Their path left the main event hall and continued through some double doors. The doorplate said it was a conference room, but there was no way anyone would actually hold secret conversations somewhere so visible from the standard spaces. Mariydi guessed it had been used for press conferences.

The door had not been fully closed.

The cables had been in the way.

“Wait, wait, wait… You’re kidding, right? They don’t have it closed in some kind of vault?”

Even calm and collected Mariydi gave a stiff smile at what she found inside. She used the muzzle of her carbine to slowly push one of the doors inwards.

It was a large space that could have fit an entire 50m pool.

And all of the various cables and cords were gathered in the center.

In other words, there was a metal sphere measuring 10 meters in diameter.

That was the extra-large bomb that would burn away a city of a million.

It was just sitting there.

They found it too easily.

This was the heart of the colossal weapon that had ended the nuclear age. It was the source of all the energy. And that also meant that a single Object would go on rampages while carrying enough energy to power an entire city of a million. It made sense that the existing tanks and fighters lacked the firepower, armor, and so much more to take one on even when working together.

And they had discovered that incredible thing with so little difficulty.

Mariydi had no idea what idiot had given the go sign for this, but this made it all too clear how little concern the local authorities had for crisis management. This may have been another tragedy of the myth that Objects were clean.

“I don’t see any kind of console for operating the reactor.”

“Well, they don’t want an on-site worker to blow it up.” Mariydi pointed at the precision equipment positioned around the metal sphere. “They probably use these sensors to keep track of the reactor’s condition and monitor the readings from a remote location. Only the offices of the ocean and mountain leaders will be able to interfere with the reactor itself. When the workers inform them of a change in the parameters, the leaders can fix it by inputting the proper values themselves. It was because this place is generally unmanned that the villains could station those masked troops here.”

“But if they already control this place, couldn’t they have directly destroyed the reactor without the detonation code…?”

“It’s a sensible thought, but it lacks reliability. In the off chance they failed to trigger a detonation, they would have to rebuild their plan to wipe out the money laundering paradise from scratch. How long does it take from proposing a plan to executing it? 3 years? 5? Who knows how far their losses will grow in that time. It’s human nature to want a 100% reliable method, even if it takes a little more doing.”

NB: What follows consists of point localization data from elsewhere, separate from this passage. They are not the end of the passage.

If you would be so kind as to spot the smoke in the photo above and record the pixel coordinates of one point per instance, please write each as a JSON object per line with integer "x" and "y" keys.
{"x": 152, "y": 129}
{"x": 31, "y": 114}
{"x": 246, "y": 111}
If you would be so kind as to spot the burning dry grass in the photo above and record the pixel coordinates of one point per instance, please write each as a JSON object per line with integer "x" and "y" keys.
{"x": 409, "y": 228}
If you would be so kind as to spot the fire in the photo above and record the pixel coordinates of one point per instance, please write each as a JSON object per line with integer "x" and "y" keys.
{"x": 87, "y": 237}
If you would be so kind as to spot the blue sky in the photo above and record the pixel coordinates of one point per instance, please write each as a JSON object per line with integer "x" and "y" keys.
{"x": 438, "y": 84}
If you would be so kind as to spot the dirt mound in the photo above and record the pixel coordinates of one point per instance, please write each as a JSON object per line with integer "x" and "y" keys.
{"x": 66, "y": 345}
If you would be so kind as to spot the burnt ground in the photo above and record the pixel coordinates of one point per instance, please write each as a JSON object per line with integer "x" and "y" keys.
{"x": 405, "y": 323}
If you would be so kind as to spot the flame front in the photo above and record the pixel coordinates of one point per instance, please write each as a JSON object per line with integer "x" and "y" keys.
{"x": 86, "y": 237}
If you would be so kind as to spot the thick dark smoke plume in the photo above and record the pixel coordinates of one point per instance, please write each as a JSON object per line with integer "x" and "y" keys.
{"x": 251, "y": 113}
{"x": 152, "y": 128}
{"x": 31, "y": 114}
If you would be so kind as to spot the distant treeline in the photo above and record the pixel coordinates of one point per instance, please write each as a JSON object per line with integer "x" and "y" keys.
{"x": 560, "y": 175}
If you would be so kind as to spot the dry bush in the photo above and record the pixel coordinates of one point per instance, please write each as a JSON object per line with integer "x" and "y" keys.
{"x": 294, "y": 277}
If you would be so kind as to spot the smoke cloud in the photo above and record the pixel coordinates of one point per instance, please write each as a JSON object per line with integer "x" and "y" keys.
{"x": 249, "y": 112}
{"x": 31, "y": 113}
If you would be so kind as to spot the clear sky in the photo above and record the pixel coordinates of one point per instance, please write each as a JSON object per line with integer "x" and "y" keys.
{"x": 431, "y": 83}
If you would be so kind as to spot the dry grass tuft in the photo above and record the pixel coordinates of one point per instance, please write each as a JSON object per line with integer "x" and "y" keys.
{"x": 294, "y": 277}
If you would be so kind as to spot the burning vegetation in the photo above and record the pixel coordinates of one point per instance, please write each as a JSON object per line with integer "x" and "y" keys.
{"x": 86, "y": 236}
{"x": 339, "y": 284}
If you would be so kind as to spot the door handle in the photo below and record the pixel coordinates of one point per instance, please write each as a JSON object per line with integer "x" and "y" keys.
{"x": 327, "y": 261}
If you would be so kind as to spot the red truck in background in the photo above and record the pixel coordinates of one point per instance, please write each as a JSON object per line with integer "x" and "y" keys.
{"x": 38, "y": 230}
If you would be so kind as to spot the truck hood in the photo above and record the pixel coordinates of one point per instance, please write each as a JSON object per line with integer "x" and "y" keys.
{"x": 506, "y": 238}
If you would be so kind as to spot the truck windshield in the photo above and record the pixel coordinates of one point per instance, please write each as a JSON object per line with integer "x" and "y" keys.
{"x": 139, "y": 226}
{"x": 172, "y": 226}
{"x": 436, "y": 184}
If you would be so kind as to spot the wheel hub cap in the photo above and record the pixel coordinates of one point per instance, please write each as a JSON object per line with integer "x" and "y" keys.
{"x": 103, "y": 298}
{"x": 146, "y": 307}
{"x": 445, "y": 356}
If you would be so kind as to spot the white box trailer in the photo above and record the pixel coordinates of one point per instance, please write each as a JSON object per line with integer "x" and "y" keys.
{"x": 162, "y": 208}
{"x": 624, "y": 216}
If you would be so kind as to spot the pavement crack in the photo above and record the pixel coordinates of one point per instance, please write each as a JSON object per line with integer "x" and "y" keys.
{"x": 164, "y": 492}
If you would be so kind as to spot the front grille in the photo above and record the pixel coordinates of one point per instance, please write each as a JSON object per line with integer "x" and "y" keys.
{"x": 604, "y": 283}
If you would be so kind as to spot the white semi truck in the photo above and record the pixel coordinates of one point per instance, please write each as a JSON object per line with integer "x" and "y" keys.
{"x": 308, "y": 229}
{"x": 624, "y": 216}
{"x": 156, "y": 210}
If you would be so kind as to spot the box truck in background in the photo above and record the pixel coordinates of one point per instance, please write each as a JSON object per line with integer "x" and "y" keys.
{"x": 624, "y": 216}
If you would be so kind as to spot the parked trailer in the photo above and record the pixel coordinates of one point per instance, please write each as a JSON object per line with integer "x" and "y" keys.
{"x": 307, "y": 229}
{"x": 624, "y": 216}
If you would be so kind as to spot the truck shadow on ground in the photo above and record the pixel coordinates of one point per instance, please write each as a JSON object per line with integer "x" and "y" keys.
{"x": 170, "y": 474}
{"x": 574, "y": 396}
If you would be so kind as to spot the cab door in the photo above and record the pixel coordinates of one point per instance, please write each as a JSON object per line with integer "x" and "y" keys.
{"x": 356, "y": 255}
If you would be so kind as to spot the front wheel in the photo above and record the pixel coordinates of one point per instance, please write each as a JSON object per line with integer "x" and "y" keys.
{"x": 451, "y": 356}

But to put it another way, this left Mariydi and Nancy with nothing they could do with the reactor. If they simply destroyed it, it might trigger a critical explosion and it might not. Mariydi had considered the possibility that the explosion would be contained if the reactor was deeper underground, but that was no more than a theory. If they forcibly moved it, it might lose stability and enter a critical state, and the ground could break apart and cause the entire surface city to collapse. There were a million lives on the line here, so they could not treat this decision lightly.

Plus, their goal here was not the reactor.

They wanted the names and faces of the bastards from the 4 world powers who had been secretly meeting here.

“But will there just be a register of names around herrre?”

“What kind of person would leave behind their real name when meeting in secret?” Mariydi breathed an exasperated sigh. “At times like this, it’s best to go back to the basics. No matter how hard they try, people will always leave behind traces of their presence.”

“Hmm?”

“Don’t just tilt your head to try and get me to continue! Can’t you think for yourself sometimes!? …I’m talking about fingerprints, saliva, hairs, and such. We need to collect everything we can, head back up top, and contact that intelligence division team again. Our only option is to use their database to see if we can find any matches.”